紫舟『龍馬のことば』(朝日新聞出版、2010年)という本において、NHK大河ドラマ「龍馬伝」の題字を書くにあたり、紫舟は苦労したことを記している。つまり、龍馬への想いを一番伝えられる書体を見つけるために、龍馬に関する伝記・小説を読み、主演の福山雅治の音楽を何度も聴き尽くしたという。そして、その題字について、自ら、次のように記している。
龍馬さんの「若い志」と福山さんの繊細なシャープ感に焦点を合わせ、激動の時代を生きた龍馬さんの人生を書にしたいと思いました。「龍」には、龍馬さんと福山さんの背の高い風貌と福山さんのシャープな繊細さ、「馬」には、時代と格闘し天空までもを駆け抜けた龍馬さんの動きを、そして「伝」には北辰一刀流の免許皆伝でありながら人をあやめなかった龍馬さんの太刀筋を表現しました」とある。こうして、紫舟は天空を激しく駆け巡った龍馬の人生を書に託したのである。
紫舟という女性書家は、文字にイメージ表現や表情をつけ、情報としての文字に意思を吹き込んでいる。彼女は、2010年には、第5回手島右卿賞を受賞している(紫舟、2010年、24頁~25頁、94頁~99頁)。
ところで、この題字の「馬」とは、対照的な字として「やじ馬」という書を書いている。この言葉は、慶応2年(1866)7月、木戸孝允(桂小五郎)あての書簡からの一節「どうぞ又やじ馬ハさしてく礼まいか」から、取り出している。紫舟自身、「こんな状況のなか(下関を長州対幕府の戦争がはじまり、長州が勝利した状況―筆者注―)、あえてやじ馬ということばを用いた気持ちを、今すぐにでも足をぐるぐる回して駆けつけたい動きで表現しました」と説明しているだけあって、「馬」という字の四つの点が、足跡のように表現されており、面白いが、その字がかもしだすイメージも品格も「龍馬伝」の「馬」の字よりも、劣る(紫舟、2010年、74頁~75頁)。
龍馬は、伏見より江戸へ旅立つときに、「又あふと思ふ心をしるべにて 道なき世にも出づる旅かな」と、『詠草 四 和歌』に詠んだ。また会うことができる、その気持ちだけを頼りに、志をまっとうするべく道なき世へ旅立つと、語りかけている。

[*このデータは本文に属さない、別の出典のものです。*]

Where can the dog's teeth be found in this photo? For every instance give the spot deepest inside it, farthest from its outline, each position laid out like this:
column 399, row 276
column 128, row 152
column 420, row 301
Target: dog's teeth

書家の紫舟は、この一首から「道」という字を選び、書にしている。「辶」が特色的で、途中、筆を一周させて、収筆へと向かっている。紫舟は、「自分自身の行くべき道へ進もうとする行動と、しかし後ろ髪を引かれる感情、その相反する気持ちを書にしました」と説明している(紫舟、2010年、54頁~55頁)。